Algorithm in Programming

In programming, algorithms are the set of well defined instruction in sequence to solve a program. An algorithm should always have a clear stopping point.

Qualities of a good algorithm

Inputs and outputs should be defined precisely.

Each step in algorithm should be clear and unambiguous.

Algorithm should be most effective among many different ways to solve a problem.

An algorithm shouldn't have computer code. Instead, the algorithm should be written in such a way that, it can be used in similar programming languages.

Examples Of Algorithms In Programming

Write an algorithm to add two numbers entered by user.

Step 1: Start

Step 2: Declare variables num1, num2 and sum.

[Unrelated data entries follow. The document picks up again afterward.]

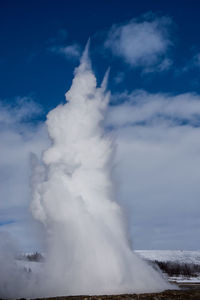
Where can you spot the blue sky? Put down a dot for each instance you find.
(153, 50)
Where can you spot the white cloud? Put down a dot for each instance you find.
(157, 167)
(70, 52)
(141, 43)
(19, 138)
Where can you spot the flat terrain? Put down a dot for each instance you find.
(167, 295)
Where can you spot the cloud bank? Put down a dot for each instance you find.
(142, 43)
(157, 167)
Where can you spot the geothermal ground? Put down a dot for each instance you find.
(187, 293)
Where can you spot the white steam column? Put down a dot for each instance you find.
(88, 250)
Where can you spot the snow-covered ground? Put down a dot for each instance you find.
(189, 257)
(178, 256)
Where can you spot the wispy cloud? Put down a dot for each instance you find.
(142, 43)
(20, 136)
(69, 52)
(157, 165)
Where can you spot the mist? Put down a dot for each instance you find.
(88, 249)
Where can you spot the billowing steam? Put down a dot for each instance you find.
(87, 246)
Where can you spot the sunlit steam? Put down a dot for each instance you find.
(73, 196)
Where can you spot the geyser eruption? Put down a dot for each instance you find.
(88, 249)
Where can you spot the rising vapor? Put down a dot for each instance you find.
(88, 251)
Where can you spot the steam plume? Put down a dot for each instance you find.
(88, 249)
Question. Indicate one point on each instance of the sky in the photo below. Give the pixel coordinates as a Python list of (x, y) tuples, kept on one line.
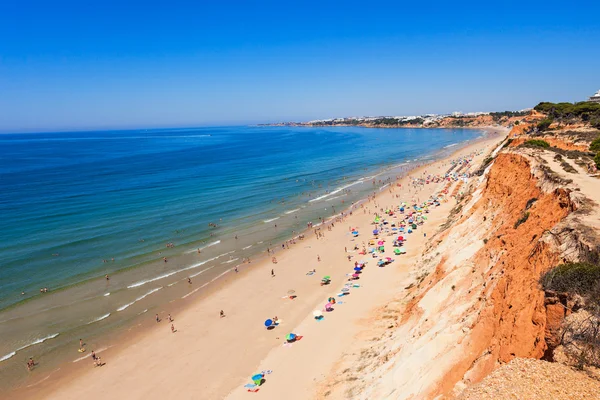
[(69, 65)]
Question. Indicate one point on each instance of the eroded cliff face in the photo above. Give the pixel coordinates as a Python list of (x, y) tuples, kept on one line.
[(475, 300)]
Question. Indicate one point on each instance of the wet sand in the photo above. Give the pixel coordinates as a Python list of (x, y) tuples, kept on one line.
[(212, 357)]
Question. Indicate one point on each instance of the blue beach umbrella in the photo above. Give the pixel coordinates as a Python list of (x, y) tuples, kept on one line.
[(257, 379)]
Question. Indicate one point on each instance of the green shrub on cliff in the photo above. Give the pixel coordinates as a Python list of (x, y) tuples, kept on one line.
[(574, 278), (544, 124), (537, 143), (595, 146)]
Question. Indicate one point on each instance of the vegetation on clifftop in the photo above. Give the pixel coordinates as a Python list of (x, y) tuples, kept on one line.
[(537, 143), (584, 111), (575, 278)]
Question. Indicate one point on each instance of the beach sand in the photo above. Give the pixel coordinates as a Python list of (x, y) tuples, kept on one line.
[(209, 357)]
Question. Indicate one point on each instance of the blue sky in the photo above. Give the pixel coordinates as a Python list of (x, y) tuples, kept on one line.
[(68, 65)]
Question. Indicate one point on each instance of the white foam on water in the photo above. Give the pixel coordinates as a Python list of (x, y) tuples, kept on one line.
[(88, 355), (335, 197), (99, 318), (204, 247), (140, 283), (6, 357), (139, 298), (38, 341), (336, 191), (201, 272), (195, 290)]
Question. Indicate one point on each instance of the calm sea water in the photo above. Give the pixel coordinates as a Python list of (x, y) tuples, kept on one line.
[(70, 203)]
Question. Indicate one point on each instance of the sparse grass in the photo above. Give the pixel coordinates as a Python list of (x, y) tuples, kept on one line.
[(530, 203), (536, 143), (521, 220), (595, 145), (574, 278)]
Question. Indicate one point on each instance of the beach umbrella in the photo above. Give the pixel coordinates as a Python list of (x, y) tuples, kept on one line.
[(257, 379), (290, 337)]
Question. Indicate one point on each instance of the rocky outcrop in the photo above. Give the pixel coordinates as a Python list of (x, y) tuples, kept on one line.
[(475, 301)]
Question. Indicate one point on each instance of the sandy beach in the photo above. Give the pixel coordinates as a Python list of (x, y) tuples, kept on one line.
[(209, 357)]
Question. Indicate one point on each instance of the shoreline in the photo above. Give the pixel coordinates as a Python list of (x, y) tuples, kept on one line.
[(196, 304)]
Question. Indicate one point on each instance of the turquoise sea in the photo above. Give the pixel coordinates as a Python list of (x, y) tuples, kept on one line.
[(76, 206)]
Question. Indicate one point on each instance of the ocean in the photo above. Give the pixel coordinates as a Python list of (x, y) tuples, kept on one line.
[(77, 206)]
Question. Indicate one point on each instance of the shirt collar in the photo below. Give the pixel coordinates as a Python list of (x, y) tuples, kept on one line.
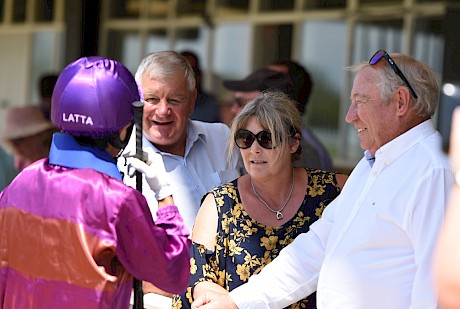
[(65, 151), (399, 145)]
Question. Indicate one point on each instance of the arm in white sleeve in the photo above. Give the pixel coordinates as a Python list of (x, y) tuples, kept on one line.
[(428, 212)]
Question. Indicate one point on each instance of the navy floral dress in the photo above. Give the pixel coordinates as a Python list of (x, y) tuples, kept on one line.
[(243, 246)]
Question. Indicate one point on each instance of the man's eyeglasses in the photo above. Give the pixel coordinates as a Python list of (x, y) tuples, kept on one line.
[(244, 139), (383, 54)]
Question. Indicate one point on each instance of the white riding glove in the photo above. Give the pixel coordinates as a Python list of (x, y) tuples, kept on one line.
[(154, 173)]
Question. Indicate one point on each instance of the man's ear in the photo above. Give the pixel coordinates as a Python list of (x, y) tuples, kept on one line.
[(403, 101)]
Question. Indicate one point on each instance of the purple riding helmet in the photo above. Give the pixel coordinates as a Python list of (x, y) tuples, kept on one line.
[(93, 97)]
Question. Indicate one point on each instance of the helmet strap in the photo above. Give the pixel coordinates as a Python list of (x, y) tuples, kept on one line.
[(118, 143)]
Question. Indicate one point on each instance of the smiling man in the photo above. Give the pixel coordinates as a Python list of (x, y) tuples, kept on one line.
[(372, 247), (193, 152)]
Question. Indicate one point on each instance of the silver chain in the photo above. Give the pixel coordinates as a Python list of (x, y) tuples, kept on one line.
[(278, 213)]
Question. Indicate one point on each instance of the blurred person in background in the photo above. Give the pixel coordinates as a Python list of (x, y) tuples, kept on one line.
[(314, 152), (447, 254), (45, 86), (7, 169), (207, 107)]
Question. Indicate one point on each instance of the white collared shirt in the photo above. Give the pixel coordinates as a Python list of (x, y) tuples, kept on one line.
[(202, 168), (372, 248)]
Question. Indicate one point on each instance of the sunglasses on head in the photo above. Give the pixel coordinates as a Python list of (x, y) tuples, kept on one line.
[(244, 139), (383, 54)]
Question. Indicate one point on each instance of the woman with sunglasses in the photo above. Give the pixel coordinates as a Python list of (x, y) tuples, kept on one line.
[(242, 225)]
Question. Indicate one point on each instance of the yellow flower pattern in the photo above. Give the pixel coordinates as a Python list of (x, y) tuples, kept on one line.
[(243, 246)]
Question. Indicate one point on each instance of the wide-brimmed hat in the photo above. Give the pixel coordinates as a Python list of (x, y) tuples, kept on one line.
[(24, 121)]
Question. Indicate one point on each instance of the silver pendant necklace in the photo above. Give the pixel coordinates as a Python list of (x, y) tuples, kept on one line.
[(278, 213)]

Step 3: Read values num1 and num2.

Step 4: Add num1 and num2 and assign the result to sum.

sum←num1+num2

Step 5: Display sum

Step 6: Stop

Write an algorithm to find the largest among three different numbers entered by user.

Step 1: Start

Step 2: Declare variables a,b and c.

Step 3: Read variables a,b and c.

Step 4: If a>b

If a>c

Display a is the largest number.

Else

Display c is the largest number.

Else

If b>c

Display b is the largest number.

Else

Display c is the greatest number.

Step 5: Stop

Write an algorithm to find all roots of a quadratic equation ax2+bx+c=0.

Step 1: Start

Step 2: Declare variables a, b, c, D, x1, x2, rp and ip;

Step 3: Calculate discriminant

D←b2-4ac

Step 4: If D≥0

r1←(-b+√D)/2a

r2←(-b-√D)/2a

Display r1 and r2 as roots.

Else

Calculate real part and imaginary part

rp←b/2a

ip←√(-D)/2a

Display rp+j(ip) and rp-j(ip) as roots

Step 5: Stop

Write an algorithm to find the factorial of a number entered by user.

Step 1: Start

Step 2: Declare variables n,factorial and i.

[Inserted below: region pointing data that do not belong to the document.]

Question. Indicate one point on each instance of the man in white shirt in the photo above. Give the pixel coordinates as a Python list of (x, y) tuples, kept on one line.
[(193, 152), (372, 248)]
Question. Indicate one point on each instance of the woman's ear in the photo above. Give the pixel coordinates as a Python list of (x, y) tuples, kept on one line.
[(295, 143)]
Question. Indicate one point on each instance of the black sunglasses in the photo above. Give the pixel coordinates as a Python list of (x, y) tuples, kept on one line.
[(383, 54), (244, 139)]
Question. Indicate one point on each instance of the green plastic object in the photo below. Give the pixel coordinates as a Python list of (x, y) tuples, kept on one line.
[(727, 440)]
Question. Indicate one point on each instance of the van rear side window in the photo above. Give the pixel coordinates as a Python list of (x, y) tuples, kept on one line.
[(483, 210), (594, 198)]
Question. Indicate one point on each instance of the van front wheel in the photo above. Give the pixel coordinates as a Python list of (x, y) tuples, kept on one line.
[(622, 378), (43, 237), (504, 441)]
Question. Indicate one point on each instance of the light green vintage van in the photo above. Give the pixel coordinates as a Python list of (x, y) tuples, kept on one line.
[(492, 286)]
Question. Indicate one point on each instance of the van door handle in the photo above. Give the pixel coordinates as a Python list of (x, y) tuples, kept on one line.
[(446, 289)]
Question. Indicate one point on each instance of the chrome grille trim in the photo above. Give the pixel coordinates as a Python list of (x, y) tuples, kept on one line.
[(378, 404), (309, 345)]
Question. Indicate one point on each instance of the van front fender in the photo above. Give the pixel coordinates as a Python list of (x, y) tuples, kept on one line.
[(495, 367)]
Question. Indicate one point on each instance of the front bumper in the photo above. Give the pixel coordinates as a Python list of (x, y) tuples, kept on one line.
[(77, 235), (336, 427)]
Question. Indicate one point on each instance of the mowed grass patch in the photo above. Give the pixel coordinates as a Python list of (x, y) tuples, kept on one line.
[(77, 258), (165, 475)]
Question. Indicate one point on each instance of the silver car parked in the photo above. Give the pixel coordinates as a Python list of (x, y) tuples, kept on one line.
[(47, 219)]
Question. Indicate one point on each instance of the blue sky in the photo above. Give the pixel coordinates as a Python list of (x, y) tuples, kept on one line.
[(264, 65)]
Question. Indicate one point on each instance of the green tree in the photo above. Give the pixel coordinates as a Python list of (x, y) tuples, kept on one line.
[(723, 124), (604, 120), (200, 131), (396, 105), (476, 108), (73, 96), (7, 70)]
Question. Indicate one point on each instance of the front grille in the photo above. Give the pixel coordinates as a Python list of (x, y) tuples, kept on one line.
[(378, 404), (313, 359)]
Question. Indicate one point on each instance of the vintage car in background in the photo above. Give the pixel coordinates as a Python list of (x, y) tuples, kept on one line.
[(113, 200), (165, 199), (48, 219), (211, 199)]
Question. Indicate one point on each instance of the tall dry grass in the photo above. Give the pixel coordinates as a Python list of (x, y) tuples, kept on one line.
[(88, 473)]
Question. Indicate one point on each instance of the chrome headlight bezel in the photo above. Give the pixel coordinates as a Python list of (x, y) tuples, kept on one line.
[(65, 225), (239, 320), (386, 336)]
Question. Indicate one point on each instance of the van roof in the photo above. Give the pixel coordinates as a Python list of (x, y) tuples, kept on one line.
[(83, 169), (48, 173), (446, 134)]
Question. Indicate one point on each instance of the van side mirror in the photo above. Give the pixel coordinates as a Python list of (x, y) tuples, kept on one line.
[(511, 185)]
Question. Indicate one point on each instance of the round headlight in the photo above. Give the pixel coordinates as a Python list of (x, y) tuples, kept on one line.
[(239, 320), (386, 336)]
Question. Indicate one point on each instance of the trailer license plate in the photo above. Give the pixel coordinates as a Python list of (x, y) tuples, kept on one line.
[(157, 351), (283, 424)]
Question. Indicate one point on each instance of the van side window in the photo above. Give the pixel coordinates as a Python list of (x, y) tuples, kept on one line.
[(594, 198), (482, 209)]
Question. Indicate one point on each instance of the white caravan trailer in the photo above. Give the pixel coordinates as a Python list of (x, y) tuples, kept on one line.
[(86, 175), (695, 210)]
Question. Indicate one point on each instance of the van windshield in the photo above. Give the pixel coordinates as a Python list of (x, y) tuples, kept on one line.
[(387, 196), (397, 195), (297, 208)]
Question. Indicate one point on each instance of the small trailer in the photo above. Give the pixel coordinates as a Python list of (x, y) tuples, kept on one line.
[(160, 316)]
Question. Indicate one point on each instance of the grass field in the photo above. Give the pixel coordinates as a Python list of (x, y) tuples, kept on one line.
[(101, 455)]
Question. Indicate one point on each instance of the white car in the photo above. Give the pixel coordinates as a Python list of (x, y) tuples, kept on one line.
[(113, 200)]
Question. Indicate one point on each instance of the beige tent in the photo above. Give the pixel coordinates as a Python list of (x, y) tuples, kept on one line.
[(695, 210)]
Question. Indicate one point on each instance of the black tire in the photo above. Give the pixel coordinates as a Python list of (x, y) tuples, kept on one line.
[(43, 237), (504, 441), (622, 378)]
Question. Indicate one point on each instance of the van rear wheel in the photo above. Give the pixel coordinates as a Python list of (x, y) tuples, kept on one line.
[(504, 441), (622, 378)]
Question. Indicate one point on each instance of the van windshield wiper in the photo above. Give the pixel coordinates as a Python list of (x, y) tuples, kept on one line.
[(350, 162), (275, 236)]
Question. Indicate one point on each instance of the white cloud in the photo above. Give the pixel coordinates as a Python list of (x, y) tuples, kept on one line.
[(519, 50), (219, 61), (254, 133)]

Step 3: Initialize variables

factorial←1

i←1

Step 4: Read value of n

Step 5: Repeat the steps until i=n

5.1: factorial←factorial*i

5.2: i←i+1

Step 6: Display factorial

Step 7: Stop

Write an algorithm to check whether a number entered by user is prime or not.

Step 1: Start

Step 2: Declare variables n,i,flag.

Step 3: Initialize variables

flag←1

i←2

Step 4: Read n from user.

Step 5: Repeat the steps until i<(n/2)

5.1 If remainder of n÷i equals 0

flag←0

Go to step 6

5.2 i←i+1

Step 6: If flag=0

Display n is not prime

else

Display n is prime

Step 7: Stop

Write an algorithm to find the Fibonacci series till term≤1000.

Step 1: Start

Step 2: Declare variables first_term,second_term and temp.

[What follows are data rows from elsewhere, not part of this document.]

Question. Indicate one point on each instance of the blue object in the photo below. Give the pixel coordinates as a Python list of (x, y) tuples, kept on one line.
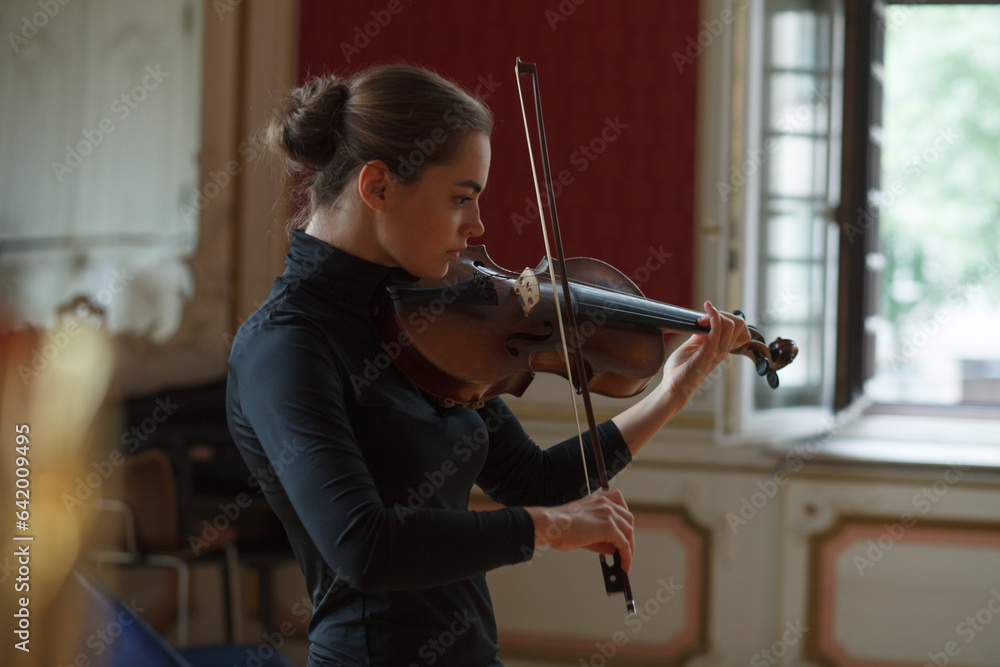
[(121, 638)]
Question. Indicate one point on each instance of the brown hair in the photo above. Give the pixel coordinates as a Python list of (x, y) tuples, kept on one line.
[(330, 127)]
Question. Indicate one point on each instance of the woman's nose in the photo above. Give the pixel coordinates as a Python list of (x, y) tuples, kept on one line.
[(475, 227)]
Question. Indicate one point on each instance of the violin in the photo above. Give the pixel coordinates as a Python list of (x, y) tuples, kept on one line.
[(482, 330)]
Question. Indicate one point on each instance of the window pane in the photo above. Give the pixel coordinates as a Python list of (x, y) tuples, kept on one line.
[(940, 208)]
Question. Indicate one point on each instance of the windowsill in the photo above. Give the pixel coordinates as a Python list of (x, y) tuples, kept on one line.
[(907, 440)]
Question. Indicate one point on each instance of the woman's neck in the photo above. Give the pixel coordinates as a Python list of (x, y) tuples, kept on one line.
[(348, 230)]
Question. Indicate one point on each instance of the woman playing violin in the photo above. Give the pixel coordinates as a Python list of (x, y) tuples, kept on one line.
[(370, 476)]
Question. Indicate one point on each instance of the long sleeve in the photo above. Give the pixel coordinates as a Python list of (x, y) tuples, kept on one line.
[(293, 399), (518, 472)]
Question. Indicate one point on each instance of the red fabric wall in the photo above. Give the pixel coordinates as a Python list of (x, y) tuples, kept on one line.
[(600, 62)]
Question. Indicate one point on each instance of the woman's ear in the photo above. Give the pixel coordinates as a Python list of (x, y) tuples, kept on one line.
[(374, 183)]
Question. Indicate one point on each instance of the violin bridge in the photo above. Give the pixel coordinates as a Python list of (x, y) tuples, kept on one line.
[(526, 287)]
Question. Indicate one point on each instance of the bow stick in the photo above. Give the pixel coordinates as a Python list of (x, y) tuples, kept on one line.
[(615, 578)]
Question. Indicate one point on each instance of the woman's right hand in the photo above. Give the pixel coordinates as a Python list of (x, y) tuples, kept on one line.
[(599, 522)]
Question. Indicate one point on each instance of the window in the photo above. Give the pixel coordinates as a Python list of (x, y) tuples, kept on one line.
[(99, 135), (778, 194), (939, 210)]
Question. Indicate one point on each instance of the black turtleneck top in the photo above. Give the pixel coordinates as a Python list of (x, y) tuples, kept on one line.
[(371, 478)]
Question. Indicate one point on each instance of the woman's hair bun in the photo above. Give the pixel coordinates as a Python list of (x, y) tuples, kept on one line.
[(308, 124)]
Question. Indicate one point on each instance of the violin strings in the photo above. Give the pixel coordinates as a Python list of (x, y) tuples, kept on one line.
[(552, 277), (651, 312)]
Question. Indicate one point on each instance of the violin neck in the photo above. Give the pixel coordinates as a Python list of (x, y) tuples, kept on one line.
[(637, 310)]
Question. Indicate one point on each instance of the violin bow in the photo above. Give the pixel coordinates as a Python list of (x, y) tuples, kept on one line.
[(615, 578)]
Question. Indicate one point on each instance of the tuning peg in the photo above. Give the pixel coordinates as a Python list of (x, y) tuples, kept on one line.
[(762, 365)]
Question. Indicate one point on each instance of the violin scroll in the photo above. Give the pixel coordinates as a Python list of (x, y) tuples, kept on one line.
[(767, 358)]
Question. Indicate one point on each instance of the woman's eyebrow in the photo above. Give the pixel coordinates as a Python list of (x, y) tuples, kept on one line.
[(472, 185)]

Step 3: Initialize variables first_term←0 second_term←1

Step 4: Display first_term and second_term

Step 5: Repeat the steps until second_term≤1000

5.1: temp←second_term

5.2: second_term←second_term+first term

5.3: first_term←temp

5.4: Display second_term

Step 6: Stop

Algorithm is not the computer code. Algorithms are just the instructions which give clear idea to you idea to write the computer code.